Ocean waves across the Arctic: attenuation due to dissipation dominates over scattering for periods longer than 19 s
|Author(s)||Ardhuin Fabrice1, Sutherland Peter4, Doble Martin2, Wadhams Peter3|
|Affiliation(s)||1 : Univ Brest, CNRS, LOPS, IRD,Ifremer,IUEM, Brest, France.
2 : Polar Sci Ltd, Appin, Scotland.
3 : Univ Cambridge, Dept Appl Maths & Theoret Phys, Cambridge, England.

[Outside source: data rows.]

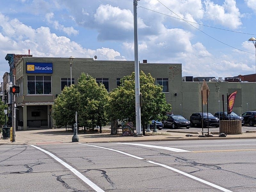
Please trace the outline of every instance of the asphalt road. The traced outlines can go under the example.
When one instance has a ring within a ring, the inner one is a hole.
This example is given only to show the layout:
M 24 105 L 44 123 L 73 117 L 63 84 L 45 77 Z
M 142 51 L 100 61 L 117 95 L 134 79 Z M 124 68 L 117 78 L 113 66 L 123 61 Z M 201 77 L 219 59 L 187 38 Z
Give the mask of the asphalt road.
M 3 145 L 1 191 L 255 191 L 256 140 Z

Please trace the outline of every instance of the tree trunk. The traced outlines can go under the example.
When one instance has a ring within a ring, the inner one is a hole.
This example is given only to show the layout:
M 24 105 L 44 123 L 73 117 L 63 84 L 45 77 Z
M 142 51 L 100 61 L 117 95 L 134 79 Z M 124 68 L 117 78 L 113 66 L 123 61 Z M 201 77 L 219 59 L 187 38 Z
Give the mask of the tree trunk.
M 116 135 L 118 129 L 118 123 L 117 120 L 111 120 L 111 135 Z

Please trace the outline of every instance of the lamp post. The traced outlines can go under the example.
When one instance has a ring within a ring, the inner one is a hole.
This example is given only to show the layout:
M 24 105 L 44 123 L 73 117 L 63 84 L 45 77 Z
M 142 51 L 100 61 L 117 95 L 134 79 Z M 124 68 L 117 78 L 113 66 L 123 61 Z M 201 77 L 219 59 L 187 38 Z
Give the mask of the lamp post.
M 0 97 L 1 98 L 1 101 L 2 101 L 2 98 L 3 97 L 3 95 L 4 94 L 4 92 L 2 91 L 1 91 L 0 92 Z
M 138 1 L 133 0 L 133 20 L 134 25 L 134 51 L 135 73 L 135 110 L 136 136 L 142 136 L 140 117 L 140 102 L 139 90 L 139 65 L 138 54 L 138 27 L 137 26 L 137 5 Z
M 75 57 L 73 56 L 70 56 L 69 57 L 69 63 L 70 63 L 70 86 L 72 85 L 72 63 L 73 60 L 75 59 Z
M 6 90 L 4 90 L 4 105 L 6 105 L 6 100 L 7 99 L 7 95 L 6 94 Z M 6 110 L 6 111 L 7 110 Z M 5 112 L 4 114 L 4 126 L 6 127 L 6 116 L 7 112 Z
M 253 37 L 251 37 L 251 38 L 249 39 L 248 40 L 251 41 L 253 43 L 253 44 L 254 45 L 254 46 L 255 47 L 255 82 L 256 82 L 256 39 Z

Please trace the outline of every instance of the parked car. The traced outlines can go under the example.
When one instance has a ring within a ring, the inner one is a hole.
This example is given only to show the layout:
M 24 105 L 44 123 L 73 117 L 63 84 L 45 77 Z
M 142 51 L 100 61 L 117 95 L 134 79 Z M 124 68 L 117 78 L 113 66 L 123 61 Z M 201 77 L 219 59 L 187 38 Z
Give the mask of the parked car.
M 202 125 L 202 120 L 203 121 L 203 126 L 206 127 L 209 124 L 210 127 L 219 127 L 220 126 L 220 122 L 219 118 L 210 113 L 208 113 L 208 119 L 207 119 L 207 113 L 203 113 L 203 117 L 202 117 L 202 113 L 196 113 L 193 114 L 190 116 L 189 120 L 191 126 L 194 126 L 196 125 L 200 126 Z M 209 120 L 207 121 L 207 119 Z
M 168 118 L 165 121 L 163 126 L 170 127 L 173 129 L 178 127 L 186 127 L 189 129 L 190 122 L 182 115 L 168 115 Z
M 250 126 L 253 126 L 256 124 L 256 111 L 246 111 L 241 116 L 244 118 L 245 124 L 249 124 Z
M 223 112 L 217 112 L 214 114 L 214 116 L 216 117 L 219 118 L 220 121 L 222 120 L 240 120 L 242 121 L 242 126 L 244 125 L 245 124 L 245 121 L 244 118 L 241 116 L 239 116 L 235 112 L 232 111 L 230 115 L 228 115 L 228 113 L 227 111 L 224 112 L 224 117 L 223 116 Z
M 155 121 L 156 123 L 156 128 L 158 129 L 158 130 L 161 130 L 163 128 L 163 123 L 162 122 L 162 121 L 160 121 L 158 120 L 157 120 L 156 121 L 152 120 L 151 124 L 149 125 L 150 128 L 154 129 L 154 123 Z

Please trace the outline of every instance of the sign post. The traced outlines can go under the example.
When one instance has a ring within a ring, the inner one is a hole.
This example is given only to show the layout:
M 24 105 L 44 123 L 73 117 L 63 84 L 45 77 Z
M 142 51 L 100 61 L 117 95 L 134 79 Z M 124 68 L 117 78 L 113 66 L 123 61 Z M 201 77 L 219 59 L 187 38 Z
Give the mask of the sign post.
M 209 124 L 208 121 L 209 118 L 208 117 L 208 98 L 210 94 L 210 89 L 206 83 L 205 79 L 203 79 L 203 84 L 201 88 L 201 93 L 202 96 L 202 133 L 203 134 L 203 105 L 207 104 L 207 127 L 208 127 L 208 135 L 209 135 Z

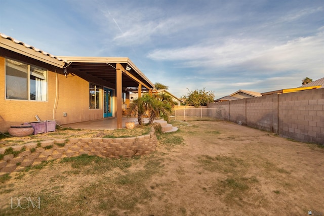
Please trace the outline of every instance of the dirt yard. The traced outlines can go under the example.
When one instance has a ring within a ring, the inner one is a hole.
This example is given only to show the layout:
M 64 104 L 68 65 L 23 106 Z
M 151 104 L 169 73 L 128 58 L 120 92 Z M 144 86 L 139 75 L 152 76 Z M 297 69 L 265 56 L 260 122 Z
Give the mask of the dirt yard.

|Source||Geophysical Research Letters (0094-8276) (Amer Geophysical Union), 2016-06 , Vol. 43 , N. 11 , P. 5775-5783|
|WOS© Times Cited||49|
|Keyword(s)||ocean waves, sea ice, Tara, DAMOCLES|
|Abstract||The poorly understood attenuation of surface waves in sea ice is generally attributed to the combination of scattering and dissipation. Scattering and dissipation have very different effects on the directional and temporal distribution of wave energy, making it possible to better understand their relative importance by analysis of swell directional spreading and arrival times. Here we compare results of a spectral wave model – using adjustable scattering and dissipation attenuation formulations – with wave measurements far inside the ice pack. In this case, scattering plays a negligible role in the attenuation of long swells. Specifically, scattering-dominated attenuation would produce directional wave spectra much broader than the ones recorded, and swell events arriving later and lasting much longer than observed. Details of the dissipation process remain uncertain. Average dissipation rates are consistent with creep effects but are 12 times those expected for a laminar boundary layer under a smooth solid ice plate.|